Les publications papier

Si l’on combine les prescriptions juridiques internationales relatives à la notion d’état de la technique (cf. Validité internationale) et les exigences pratiques pour la mise en place de publications défensives (démontrabilité de la date de publication, détails techniques), la description écrite s’avère être la forme la mieux adaptée. L’état de la technique sur papier est reconnu sur le plan international, non seulement pour l’appréciation des brevets mais aussi pour les modèles d’utilité et autres droits à la protection de la propriété industrielle. Il permet aussi de décrire les détails de l’invention et de démontrer la date de publication relativement facilement.

L’exemple suivant montre que le médium utilisé pour une publication sur papier peut être n’importe lequel (source : cf. Bibliographie 1.):

En 1964, BASF tenta de faire breveter un procédé de sauvetage de bateaux. Ce procédé consistait à remplir avec une pompe l’épave de boules de polystyrène afin de générer la propulsion nécessaire. L’office des brevets refusa cette demande car il la considérait comme détruisant l‘état de la technique écrit. Donald Duck avait déjà sauvé un bateau en 1949 en remplissant avec une pompe l‘épave de balles de tennis de table.

Les publications sur internet

La validité des publications sur internet en tant que publications comprises dans l’état de la technique du point de vue du droit des brevets et des modèles d’utilité est contestée. Par exemple, la loi allemande sur les modèles d’utilité requiert explicitement une "description écrite" et la loi américaine sur les brevets requiert une "printed publication" (une publication sur papier) pour l’état de la technique à l’étranger. Il n’a pas été dit par la Cour suprême si les publications en ligne étaient valables "sous forme écrite", "sous forme orale", "sous une forme quelconque" ou même "sous forme imprimée".

D’autre part, les sites internet ont une durée limitée et peuvent être ultérieurement modifiés. Il est souvent difficile de vérifier la date de publication d’un contenu précis. Pour se faire, il faut pouvoir prouver que le contenu n’a pas été modifié ultérieurement. Cependant, grâce à des procédés d’authentification et de tampons temporels digitaux, les sites internet peuvent être pourvus d’une date de publication fiable et vérifiable.

Sur le plan international, les publications en ligne peuvent faire office de moyen pour divulguer l’état de la technique dans la mesure où elles sont pourvues d’une date vérifiable. La publication en ligne n’est pas encore perçue par tous comme étant en moyen de divulgation sûr et autonome. En complément à une publication papier, elle permet une large diffusion.

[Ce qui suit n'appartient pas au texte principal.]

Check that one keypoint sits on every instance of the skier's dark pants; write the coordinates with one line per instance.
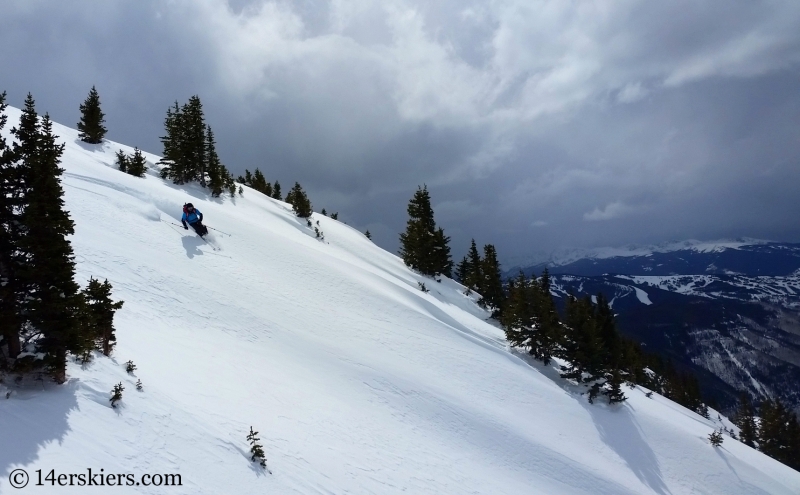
(199, 228)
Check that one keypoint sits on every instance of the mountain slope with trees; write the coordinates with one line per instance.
(354, 379)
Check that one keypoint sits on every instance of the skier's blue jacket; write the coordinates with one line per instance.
(191, 217)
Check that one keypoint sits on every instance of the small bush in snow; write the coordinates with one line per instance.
(116, 394)
(256, 450)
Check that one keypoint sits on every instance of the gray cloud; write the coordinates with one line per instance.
(528, 119)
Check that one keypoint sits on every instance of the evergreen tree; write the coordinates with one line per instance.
(137, 164)
(172, 160)
(461, 269)
(614, 392)
(299, 201)
(256, 450)
(91, 125)
(216, 171)
(101, 311)
(276, 191)
(492, 280)
(122, 161)
(473, 269)
(530, 319)
(745, 420)
(442, 262)
(424, 247)
(12, 200)
(190, 151)
(195, 141)
(52, 303)
(260, 184)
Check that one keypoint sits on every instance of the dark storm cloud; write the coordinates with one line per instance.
(536, 124)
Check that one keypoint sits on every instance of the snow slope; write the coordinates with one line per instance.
(358, 382)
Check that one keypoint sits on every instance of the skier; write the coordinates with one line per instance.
(194, 218)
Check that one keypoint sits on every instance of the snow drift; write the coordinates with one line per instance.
(357, 381)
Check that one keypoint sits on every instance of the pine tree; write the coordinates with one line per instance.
(276, 191)
(745, 420)
(101, 311)
(137, 164)
(216, 172)
(122, 161)
(473, 269)
(614, 392)
(424, 247)
(12, 200)
(91, 125)
(256, 450)
(52, 304)
(260, 184)
(299, 201)
(492, 280)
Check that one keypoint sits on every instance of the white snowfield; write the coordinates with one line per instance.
(358, 382)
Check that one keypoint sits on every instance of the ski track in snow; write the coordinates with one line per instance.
(357, 381)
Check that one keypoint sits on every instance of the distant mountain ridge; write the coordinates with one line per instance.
(750, 257)
(728, 310)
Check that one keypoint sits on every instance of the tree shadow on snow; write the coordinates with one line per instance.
(192, 245)
(30, 419)
(620, 431)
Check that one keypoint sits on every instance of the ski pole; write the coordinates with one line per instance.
(221, 232)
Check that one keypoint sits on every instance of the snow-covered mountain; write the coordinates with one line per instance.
(357, 381)
(725, 257)
(730, 310)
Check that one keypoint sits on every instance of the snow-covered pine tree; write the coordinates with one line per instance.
(217, 173)
(52, 302)
(122, 161)
(137, 164)
(423, 247)
(614, 392)
(101, 311)
(492, 280)
(256, 450)
(12, 200)
(276, 191)
(299, 200)
(260, 184)
(92, 118)
(745, 420)
(473, 269)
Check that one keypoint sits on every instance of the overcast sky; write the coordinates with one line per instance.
(535, 124)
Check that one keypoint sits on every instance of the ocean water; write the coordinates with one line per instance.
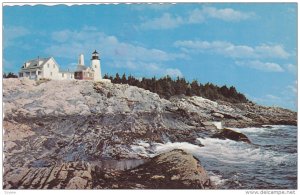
(270, 162)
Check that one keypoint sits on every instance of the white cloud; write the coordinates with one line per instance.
(166, 21)
(233, 51)
(69, 43)
(292, 68)
(196, 16)
(149, 61)
(152, 6)
(293, 87)
(11, 33)
(226, 14)
(264, 66)
(173, 72)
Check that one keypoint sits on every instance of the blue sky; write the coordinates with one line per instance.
(250, 46)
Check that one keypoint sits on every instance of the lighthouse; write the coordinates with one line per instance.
(95, 65)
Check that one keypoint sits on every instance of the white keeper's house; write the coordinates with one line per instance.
(48, 68)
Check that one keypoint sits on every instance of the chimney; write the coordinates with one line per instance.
(81, 60)
(38, 61)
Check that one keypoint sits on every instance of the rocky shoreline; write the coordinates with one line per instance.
(54, 126)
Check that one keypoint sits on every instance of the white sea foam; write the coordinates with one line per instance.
(217, 180)
(189, 148)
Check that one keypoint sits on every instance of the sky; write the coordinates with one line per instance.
(252, 46)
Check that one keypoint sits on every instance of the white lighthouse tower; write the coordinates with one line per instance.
(95, 65)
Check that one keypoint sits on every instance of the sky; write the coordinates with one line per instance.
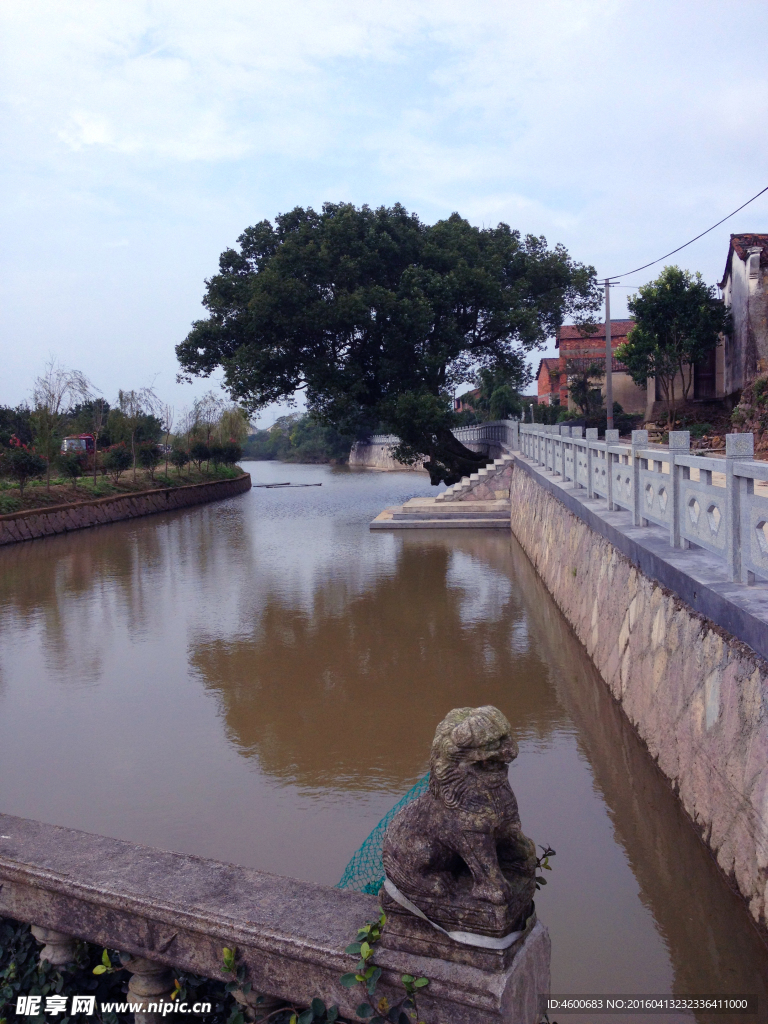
(139, 138)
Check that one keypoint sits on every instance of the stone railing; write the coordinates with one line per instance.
(719, 511)
(503, 432)
(170, 911)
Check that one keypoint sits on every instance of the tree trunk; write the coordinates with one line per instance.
(450, 460)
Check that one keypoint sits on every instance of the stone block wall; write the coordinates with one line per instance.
(62, 518)
(378, 457)
(696, 695)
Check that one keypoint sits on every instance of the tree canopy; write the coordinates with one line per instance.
(378, 317)
(678, 322)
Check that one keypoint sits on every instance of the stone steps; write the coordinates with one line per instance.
(467, 483)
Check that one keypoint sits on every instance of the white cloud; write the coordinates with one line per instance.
(619, 127)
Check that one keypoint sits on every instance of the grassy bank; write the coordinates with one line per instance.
(38, 496)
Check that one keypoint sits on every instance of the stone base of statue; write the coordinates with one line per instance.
(409, 933)
(459, 993)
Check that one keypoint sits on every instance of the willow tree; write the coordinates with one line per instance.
(378, 318)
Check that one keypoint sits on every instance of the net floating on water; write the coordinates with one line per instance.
(365, 872)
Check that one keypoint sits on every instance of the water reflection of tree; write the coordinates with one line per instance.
(77, 590)
(713, 944)
(349, 695)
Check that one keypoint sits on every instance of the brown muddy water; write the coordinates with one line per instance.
(259, 680)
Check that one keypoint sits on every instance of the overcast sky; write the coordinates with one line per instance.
(139, 138)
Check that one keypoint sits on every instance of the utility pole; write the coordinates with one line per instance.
(608, 360)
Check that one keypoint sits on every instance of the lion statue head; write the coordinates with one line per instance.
(471, 750)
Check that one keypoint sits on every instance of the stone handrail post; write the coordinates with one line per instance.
(639, 440)
(679, 444)
(591, 435)
(577, 432)
(58, 947)
(151, 982)
(564, 432)
(611, 437)
(738, 448)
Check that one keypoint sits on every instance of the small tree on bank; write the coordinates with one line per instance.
(678, 322)
(179, 458)
(150, 458)
(117, 460)
(71, 466)
(22, 464)
(585, 395)
(53, 394)
(200, 453)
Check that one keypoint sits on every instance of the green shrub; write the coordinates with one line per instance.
(179, 459)
(9, 505)
(117, 460)
(200, 453)
(232, 453)
(150, 457)
(71, 466)
(20, 464)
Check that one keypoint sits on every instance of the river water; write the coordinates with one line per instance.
(259, 680)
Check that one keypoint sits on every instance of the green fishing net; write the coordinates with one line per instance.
(365, 872)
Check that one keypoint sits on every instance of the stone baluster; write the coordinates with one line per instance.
(151, 982)
(591, 435)
(564, 432)
(738, 448)
(639, 440)
(579, 433)
(611, 437)
(680, 444)
(58, 948)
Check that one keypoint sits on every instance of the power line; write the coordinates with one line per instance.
(646, 265)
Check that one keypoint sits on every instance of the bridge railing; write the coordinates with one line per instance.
(504, 432)
(706, 502)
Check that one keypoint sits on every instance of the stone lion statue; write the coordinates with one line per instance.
(458, 852)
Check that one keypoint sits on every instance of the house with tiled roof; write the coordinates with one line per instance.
(579, 351)
(548, 381)
(744, 289)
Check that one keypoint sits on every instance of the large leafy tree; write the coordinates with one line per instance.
(678, 322)
(379, 317)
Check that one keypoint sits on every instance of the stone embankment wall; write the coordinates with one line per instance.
(697, 696)
(378, 457)
(62, 518)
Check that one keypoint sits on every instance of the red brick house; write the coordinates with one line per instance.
(578, 353)
(548, 379)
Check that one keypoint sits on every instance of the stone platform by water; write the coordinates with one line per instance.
(429, 513)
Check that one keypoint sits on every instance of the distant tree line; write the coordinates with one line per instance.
(299, 438)
(136, 430)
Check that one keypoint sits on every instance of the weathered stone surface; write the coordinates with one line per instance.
(458, 852)
(378, 457)
(57, 948)
(697, 696)
(62, 518)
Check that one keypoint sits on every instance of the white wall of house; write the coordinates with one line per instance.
(745, 293)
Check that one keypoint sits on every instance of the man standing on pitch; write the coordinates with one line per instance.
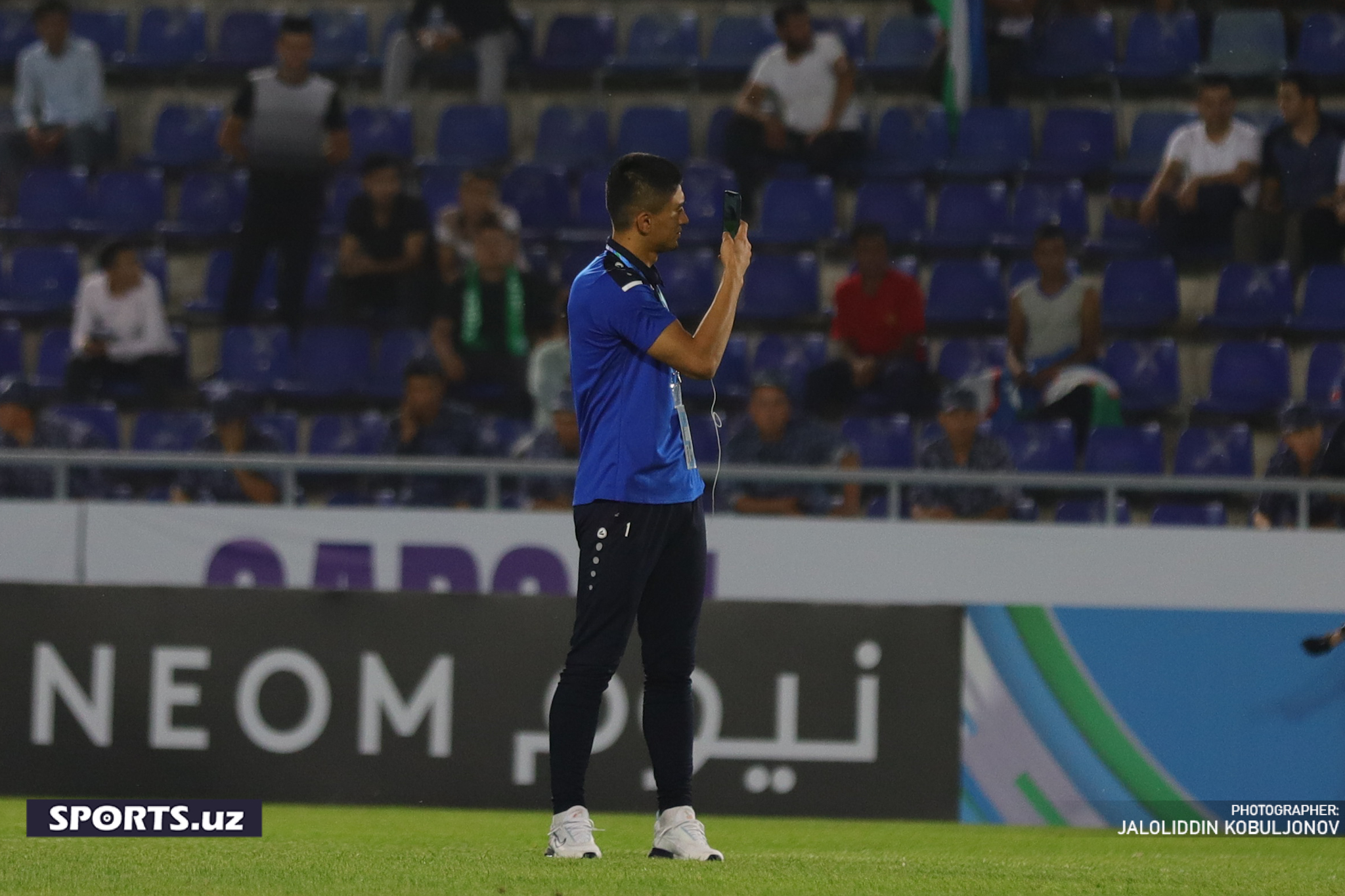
(636, 501)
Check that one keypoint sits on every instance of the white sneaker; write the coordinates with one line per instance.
(678, 834)
(572, 836)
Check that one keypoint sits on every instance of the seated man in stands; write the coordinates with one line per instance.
(456, 226)
(962, 446)
(58, 102)
(1208, 175)
(1302, 454)
(382, 272)
(232, 435)
(1296, 215)
(120, 332)
(23, 427)
(487, 320)
(877, 337)
(775, 435)
(797, 106)
(430, 426)
(554, 442)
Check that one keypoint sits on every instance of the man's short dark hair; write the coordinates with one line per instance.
(791, 9)
(639, 182)
(1306, 83)
(50, 9)
(296, 24)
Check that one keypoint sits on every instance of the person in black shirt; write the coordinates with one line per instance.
(487, 320)
(381, 267)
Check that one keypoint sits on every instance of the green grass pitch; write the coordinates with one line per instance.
(393, 851)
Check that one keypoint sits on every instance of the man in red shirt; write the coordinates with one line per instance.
(877, 339)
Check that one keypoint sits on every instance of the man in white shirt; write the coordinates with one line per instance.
(798, 105)
(58, 102)
(120, 331)
(1208, 175)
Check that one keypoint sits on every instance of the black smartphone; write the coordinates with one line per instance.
(732, 213)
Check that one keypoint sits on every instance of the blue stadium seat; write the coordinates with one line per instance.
(962, 358)
(970, 215)
(1126, 449)
(1084, 511)
(1074, 46)
(579, 43)
(572, 137)
(99, 418)
(1252, 297)
(1215, 450)
(1042, 448)
(1247, 43)
(541, 196)
(658, 129)
(1210, 513)
(169, 430)
(992, 142)
(1321, 45)
(347, 435)
(1325, 375)
(170, 38)
(906, 46)
(780, 286)
(125, 203)
(797, 210)
(42, 280)
(966, 292)
(666, 42)
(106, 28)
(883, 441)
(1075, 142)
(381, 129)
(1161, 46)
(1147, 140)
(1247, 378)
(1146, 372)
(186, 136)
(472, 136)
(246, 39)
(906, 151)
(899, 206)
(396, 351)
(1139, 293)
(1324, 301)
(736, 42)
(341, 38)
(209, 205)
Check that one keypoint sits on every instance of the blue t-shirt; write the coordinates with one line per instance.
(634, 445)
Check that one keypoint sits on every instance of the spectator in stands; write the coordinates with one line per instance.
(877, 337)
(560, 440)
(447, 26)
(797, 106)
(1055, 335)
(1302, 453)
(23, 427)
(775, 435)
(288, 125)
(456, 226)
(120, 331)
(487, 320)
(58, 102)
(428, 426)
(962, 446)
(233, 433)
(382, 274)
(1208, 174)
(1296, 214)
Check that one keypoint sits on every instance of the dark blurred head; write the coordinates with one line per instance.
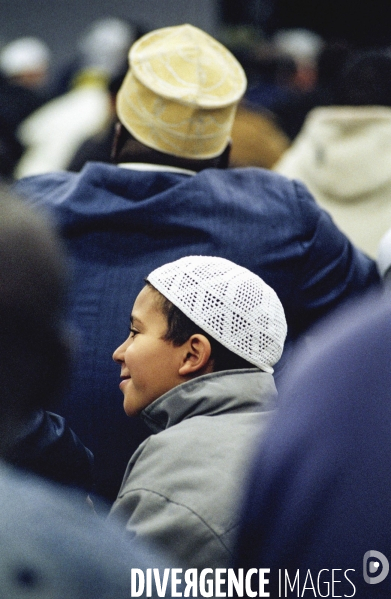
(366, 80)
(33, 348)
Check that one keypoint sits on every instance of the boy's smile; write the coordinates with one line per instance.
(149, 364)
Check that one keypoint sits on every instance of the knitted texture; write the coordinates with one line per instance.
(232, 304)
(181, 91)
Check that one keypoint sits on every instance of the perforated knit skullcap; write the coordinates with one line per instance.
(232, 304)
(181, 92)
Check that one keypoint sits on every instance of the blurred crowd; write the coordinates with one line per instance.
(296, 189)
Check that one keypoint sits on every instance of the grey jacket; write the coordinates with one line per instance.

L'utilisation préalable sur des salons

Sous certaines conditions, l’utilisation préalable sur des salons et lors de conférences crée l’état de la technique. Toutefois, les détails techniques utilisés sont souvent difficilement démontrables et la validité d’une utilisation préalable en tant qu’état de la technique se limite à un territoire. Par exemple, une utilisation préalable réalisée en Allemagne n’est pas considérée comme étant comprise dans l’état de la technique aux États-Unis (cf. Validité internationale).